A reference usually consists of important information about a prospective employee (such as basic facts about the job applicant, work ethic and experience, details about the job applicant’s skills, abilities, character, strengths, weaknesses etc.) meant to assist the employer in deciding whether the candidate is suitable for the job. In the absence of a statutory requirement to do so (which only applies to certain regulated sectors), there is generally no obligation on a prospective employer to request a reference from an employee. Similarly, in line with the well-established legal precedent in Lawton v BOC Transhield Ltd (1987), there is no legal obligation on an employer to provide a reference for an employee or ex-employee.

If an employer nevertheless chooses to provide a reference, the Guidelines remind us that such reference must be “fair, truthful and accurate”, and when opinions are provided, the same should be based on facts. Moreover, a reference does not need to be full and comprehensive, but must merely include sufficient details to avoid being misleading. This means that as long as the reference satisfies the aforementioned conditions, it can contain details establishing that a job applicant is not suitable for the role they are applying for or that he/she does not have enough experience of relevant responsibilities etc.

The Guidelines suggest that as a minimum standard of good practice, employers should have a policy meant to assist them with handling reference requests, establishing the acceptable grounds of refusal and clarifying the particular information that should be included in a job reference. Moreover, such a policy should be consistently applied; otherwise, employers could become susceptible to allegations of discrimination or breach of the implied term of trust and confidence.

What prospective employers should consider: 

  • Employers and recruitment agencies should remember that referees can lawfully refuse to provide references. In such a scenario, a prospective employer should consider whether hiring the job applicant on a probationary period could be used as an alternative means of assessing his/her suitability.
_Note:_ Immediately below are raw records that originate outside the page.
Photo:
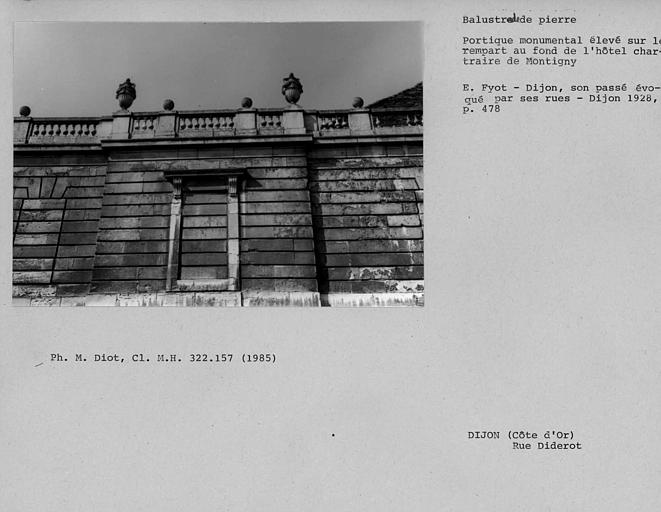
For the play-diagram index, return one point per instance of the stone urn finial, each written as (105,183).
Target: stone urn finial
(292,89)
(126,94)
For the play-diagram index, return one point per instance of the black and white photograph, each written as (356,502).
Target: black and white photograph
(218,164)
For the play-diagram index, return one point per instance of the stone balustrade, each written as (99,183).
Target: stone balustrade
(204,124)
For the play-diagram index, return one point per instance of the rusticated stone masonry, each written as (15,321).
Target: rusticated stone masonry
(251,207)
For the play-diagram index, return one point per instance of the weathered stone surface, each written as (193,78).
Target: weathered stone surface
(278,271)
(344,215)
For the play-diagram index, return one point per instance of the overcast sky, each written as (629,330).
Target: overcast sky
(74,69)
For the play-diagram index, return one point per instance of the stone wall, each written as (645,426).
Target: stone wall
(368,216)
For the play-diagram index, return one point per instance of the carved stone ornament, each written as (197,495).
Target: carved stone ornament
(292,89)
(126,94)
(176,183)
(232,182)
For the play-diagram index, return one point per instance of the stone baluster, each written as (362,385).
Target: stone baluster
(22,126)
(167,121)
(359,117)
(245,121)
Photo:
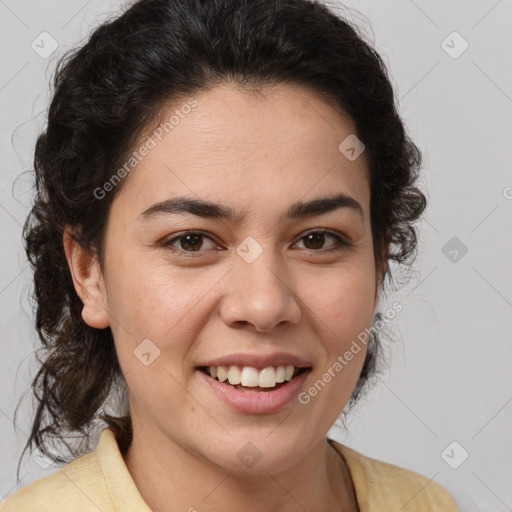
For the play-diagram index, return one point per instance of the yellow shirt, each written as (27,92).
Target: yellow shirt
(100,481)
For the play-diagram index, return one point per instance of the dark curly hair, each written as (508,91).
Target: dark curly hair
(105,96)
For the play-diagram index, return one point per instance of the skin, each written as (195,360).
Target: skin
(260,154)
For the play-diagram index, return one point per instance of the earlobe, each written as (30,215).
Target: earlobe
(87,280)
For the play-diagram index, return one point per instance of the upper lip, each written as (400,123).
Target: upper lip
(258,360)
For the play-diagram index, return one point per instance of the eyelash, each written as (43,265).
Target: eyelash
(339,246)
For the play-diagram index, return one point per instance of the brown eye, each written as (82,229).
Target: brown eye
(314,240)
(187,242)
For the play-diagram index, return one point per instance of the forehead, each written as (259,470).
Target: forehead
(240,149)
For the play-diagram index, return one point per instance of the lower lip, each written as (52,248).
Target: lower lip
(258,401)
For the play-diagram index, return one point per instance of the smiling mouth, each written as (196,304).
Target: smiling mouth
(250,380)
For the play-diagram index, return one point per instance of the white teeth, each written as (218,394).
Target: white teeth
(268,377)
(249,376)
(234,375)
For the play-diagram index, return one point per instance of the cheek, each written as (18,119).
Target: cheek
(342,301)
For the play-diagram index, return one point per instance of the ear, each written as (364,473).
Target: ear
(381,272)
(88,281)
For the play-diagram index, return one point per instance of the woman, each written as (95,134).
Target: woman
(220,188)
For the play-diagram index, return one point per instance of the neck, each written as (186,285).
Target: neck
(320,481)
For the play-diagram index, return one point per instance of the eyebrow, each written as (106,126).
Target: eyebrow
(207,209)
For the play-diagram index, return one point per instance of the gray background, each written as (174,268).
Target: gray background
(448,376)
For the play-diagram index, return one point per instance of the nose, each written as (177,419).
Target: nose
(259,295)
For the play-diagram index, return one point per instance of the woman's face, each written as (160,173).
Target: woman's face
(253,286)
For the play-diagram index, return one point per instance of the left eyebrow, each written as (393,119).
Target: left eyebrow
(207,209)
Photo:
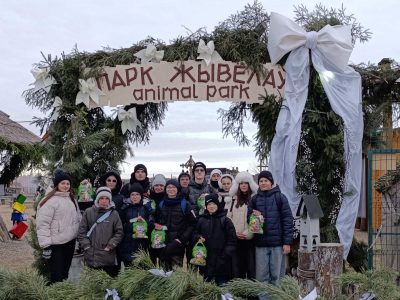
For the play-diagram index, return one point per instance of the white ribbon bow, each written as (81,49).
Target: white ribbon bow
(42,79)
(113,293)
(56,106)
(88,92)
(150,53)
(330,50)
(129,120)
(227,296)
(334,42)
(208,53)
(160,272)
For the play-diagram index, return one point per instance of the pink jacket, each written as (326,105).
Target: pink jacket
(57,221)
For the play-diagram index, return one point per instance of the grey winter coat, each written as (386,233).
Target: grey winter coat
(108,233)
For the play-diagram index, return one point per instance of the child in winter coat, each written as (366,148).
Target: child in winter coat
(177,215)
(57,224)
(100,231)
(277,234)
(243,188)
(134,210)
(225,183)
(218,234)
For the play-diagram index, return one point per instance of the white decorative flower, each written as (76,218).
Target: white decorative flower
(88,91)
(208,53)
(56,106)
(42,79)
(150,53)
(129,120)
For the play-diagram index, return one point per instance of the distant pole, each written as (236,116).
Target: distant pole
(188,165)
(262,166)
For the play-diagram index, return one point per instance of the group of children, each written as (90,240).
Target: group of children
(207,221)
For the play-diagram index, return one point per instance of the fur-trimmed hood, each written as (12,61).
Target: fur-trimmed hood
(243,177)
(224,176)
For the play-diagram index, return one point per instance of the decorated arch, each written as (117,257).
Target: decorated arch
(231,63)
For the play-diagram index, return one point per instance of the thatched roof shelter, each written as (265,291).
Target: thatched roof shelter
(14,132)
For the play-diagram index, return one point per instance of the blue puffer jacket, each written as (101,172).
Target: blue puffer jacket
(278,218)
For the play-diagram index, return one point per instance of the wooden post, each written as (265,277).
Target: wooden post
(328,266)
(3,231)
(306,270)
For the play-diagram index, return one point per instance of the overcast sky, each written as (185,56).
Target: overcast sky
(28,28)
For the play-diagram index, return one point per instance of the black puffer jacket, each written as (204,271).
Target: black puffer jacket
(220,235)
(180,224)
(144,183)
(195,190)
(129,245)
(117,197)
(278,218)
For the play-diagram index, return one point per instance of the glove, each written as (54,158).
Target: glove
(46,254)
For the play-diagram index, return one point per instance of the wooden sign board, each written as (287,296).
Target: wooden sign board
(187,81)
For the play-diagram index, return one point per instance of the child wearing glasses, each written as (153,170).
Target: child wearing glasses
(199,188)
(113,181)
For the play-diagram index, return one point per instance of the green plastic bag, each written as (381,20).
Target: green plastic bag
(199,254)
(256,224)
(158,238)
(139,229)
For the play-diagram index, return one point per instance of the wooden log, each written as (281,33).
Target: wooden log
(5,237)
(328,266)
(306,270)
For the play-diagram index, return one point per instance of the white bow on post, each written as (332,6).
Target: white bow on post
(129,120)
(88,93)
(160,272)
(208,53)
(113,293)
(43,80)
(330,51)
(150,53)
(56,106)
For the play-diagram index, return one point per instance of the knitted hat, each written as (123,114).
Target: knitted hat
(136,188)
(215,171)
(140,167)
(266,174)
(103,192)
(199,164)
(243,177)
(225,176)
(104,177)
(182,175)
(212,198)
(158,179)
(173,182)
(60,175)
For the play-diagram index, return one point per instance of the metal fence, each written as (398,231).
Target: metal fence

  • References might inaccurately suggest that the applicant is suitable for the job. If a prospective employer has any such concerns, it is advisable that it firstly discusses them with the job applicant. 

  • A conditional job can be withdrawn if the job applicant does not meet satisfactory references. 

  • Employers must only seek references from current employers with the job applicant’s permission.

What current/ex -employers should consider: 

Although employers can generally choose whether or not to give a reference, one should bear in mind that a failure or refusal to do so:

  • Could be discriminatory and therefore entitle the employee to bring a claim for discrimination if such failure or refusal is because of one or more of the protected characteristics under the Equality Act 2010. 

  • May result in a separate and additional claim of victimisation where the current or ex-employee has previously brought discrimination proceedings or done anything under or by reference to the discrimination legislation. 

  • Could be in breach of any settlement agreements entered into between the employer and the employee since such contracts usually provide that the employer must respond to any requests for a reference in accordance with an agreed form that is usually annexed to the agreement.

What employees should consider:

  • Employees should consider waiting for an unconditional offer before handing in their notice. 
  • Job applicants who are unhappy with a reference can request to see a copy and may be able to claim damages in court if they can prove that it was misleading, inaccurate and resulted in the withdrawal of their job offer.